I know the GPU example will involve using
threadIdx.z
and so on, but I'm a bit lost with how to do it.
Could anyone point me in the right direction to either some formulae or sample code? Or even provide a basic example? I have a CPU example which should work, I think.
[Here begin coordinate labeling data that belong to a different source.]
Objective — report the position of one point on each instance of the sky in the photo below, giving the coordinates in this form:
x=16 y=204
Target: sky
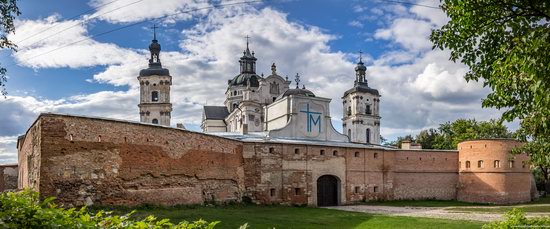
x=83 y=57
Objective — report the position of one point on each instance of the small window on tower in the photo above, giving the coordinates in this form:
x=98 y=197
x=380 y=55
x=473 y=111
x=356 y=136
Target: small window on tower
x=155 y=96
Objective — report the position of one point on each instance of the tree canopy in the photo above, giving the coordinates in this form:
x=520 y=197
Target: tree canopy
x=506 y=45
x=449 y=134
x=8 y=12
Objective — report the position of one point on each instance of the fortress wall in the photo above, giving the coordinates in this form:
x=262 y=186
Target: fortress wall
x=493 y=182
x=368 y=176
x=8 y=177
x=425 y=174
x=97 y=161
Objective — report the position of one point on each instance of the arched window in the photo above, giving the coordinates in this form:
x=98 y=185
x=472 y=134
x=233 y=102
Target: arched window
x=155 y=96
x=368 y=135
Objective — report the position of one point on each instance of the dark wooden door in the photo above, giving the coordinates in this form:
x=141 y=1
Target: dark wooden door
x=327 y=191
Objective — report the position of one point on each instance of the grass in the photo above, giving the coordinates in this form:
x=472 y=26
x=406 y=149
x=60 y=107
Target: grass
x=422 y=203
x=454 y=203
x=233 y=216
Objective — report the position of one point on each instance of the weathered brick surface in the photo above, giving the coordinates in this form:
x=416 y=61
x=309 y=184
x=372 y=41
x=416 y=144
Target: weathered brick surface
x=96 y=161
x=86 y=161
x=8 y=177
x=490 y=183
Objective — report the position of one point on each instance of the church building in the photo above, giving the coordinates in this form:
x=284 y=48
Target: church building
x=272 y=142
x=269 y=106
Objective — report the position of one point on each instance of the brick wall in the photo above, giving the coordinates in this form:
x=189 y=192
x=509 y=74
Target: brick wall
x=489 y=181
x=94 y=161
x=8 y=177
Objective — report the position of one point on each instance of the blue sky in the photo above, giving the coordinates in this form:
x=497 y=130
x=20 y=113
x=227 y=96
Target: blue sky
x=319 y=39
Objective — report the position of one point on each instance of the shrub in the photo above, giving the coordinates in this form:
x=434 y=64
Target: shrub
x=25 y=210
x=515 y=218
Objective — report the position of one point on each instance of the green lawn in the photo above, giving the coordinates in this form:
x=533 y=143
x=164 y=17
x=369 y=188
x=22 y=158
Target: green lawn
x=291 y=217
x=422 y=203
x=449 y=203
x=503 y=209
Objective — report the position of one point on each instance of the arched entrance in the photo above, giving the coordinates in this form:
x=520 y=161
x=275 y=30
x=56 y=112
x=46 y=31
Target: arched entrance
x=327 y=190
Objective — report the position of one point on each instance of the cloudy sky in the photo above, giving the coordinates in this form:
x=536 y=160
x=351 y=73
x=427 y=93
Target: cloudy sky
x=81 y=57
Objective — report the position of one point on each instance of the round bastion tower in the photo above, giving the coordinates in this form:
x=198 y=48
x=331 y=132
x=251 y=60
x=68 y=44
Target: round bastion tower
x=489 y=173
x=154 y=84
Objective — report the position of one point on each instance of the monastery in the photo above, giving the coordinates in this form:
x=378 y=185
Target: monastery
x=272 y=141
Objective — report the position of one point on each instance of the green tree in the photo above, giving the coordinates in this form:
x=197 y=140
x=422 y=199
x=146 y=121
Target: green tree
x=8 y=12
x=506 y=44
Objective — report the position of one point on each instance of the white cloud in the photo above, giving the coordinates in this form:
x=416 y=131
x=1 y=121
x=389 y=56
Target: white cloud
x=411 y=34
x=47 y=50
x=124 y=11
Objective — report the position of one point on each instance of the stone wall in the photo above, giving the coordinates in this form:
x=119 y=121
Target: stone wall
x=425 y=174
x=494 y=175
x=8 y=177
x=84 y=160
x=97 y=161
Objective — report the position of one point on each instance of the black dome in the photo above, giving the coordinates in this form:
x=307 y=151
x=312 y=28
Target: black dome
x=297 y=91
x=154 y=70
x=243 y=79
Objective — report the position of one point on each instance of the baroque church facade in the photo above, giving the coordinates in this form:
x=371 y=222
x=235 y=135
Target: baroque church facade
x=270 y=143
x=255 y=103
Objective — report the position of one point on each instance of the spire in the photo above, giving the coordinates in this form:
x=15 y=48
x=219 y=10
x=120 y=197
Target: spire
x=273 y=69
x=155 y=32
x=297 y=81
x=154 y=48
x=248 y=61
x=360 y=71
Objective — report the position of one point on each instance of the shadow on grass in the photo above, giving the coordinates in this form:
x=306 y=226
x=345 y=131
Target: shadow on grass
x=261 y=216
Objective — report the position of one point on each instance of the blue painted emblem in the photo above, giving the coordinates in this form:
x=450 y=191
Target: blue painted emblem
x=313 y=119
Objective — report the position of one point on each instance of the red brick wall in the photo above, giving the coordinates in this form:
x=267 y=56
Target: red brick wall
x=85 y=161
x=489 y=184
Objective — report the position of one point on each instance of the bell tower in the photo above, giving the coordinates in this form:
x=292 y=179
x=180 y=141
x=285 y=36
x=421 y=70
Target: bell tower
x=154 y=84
x=361 y=121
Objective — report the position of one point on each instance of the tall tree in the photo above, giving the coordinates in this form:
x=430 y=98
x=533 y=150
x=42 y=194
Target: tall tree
x=506 y=44
x=8 y=12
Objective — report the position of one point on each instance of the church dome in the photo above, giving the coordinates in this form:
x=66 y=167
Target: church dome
x=243 y=79
x=297 y=91
x=360 y=67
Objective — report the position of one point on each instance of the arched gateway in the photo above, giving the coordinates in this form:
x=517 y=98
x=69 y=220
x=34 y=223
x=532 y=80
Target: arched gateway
x=327 y=190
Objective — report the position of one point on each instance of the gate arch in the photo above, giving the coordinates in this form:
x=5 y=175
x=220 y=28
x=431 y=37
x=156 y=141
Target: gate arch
x=328 y=190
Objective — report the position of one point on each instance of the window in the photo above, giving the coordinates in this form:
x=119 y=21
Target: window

void matrixMult3D(int *a, int *b, int *c, int *z, int N)
{
int index;
for(int column = 0; column < N; column++)
{
for(int row = 0; row < N; row++)
{
for (int z = 0; z < N; z++)
{
index = row * N + column + z;
c[index] = a[index] * b[index] * z[index];
}
}
}
}
Am I at least on the right track?
Because what you are actually doing is just an element-wise product (I hesitate to call it a Hadamard Product because that isn't defined for hyper matrices AFAIK), you don't need to do anything differently from the simplest 1D version of your kernel code. Something like this:
template<int ndim>
__global__ void multKernel(int *a, int *b, int *c, int *z, int N)
{
int idx = threadIdx.x + blockDim.x * blockIdx.x;
int stride = blockDim.x * gridDim.x;
int idxmax = 1;
#pragma unroll
for(int i=0; i < ndim; i++) {
idxmax *= N;
}
for(; idx < idxmax; idx+=stride) {
c[index] = a[index] * b[index] * z[index];
}
}
[disclaimer: code written in browser, never compiled or run. use at own risk]
would work for any dimension of array with dimensions N (ndim=1), N*N (ndim=2), N*N*N (ndim=3), etc.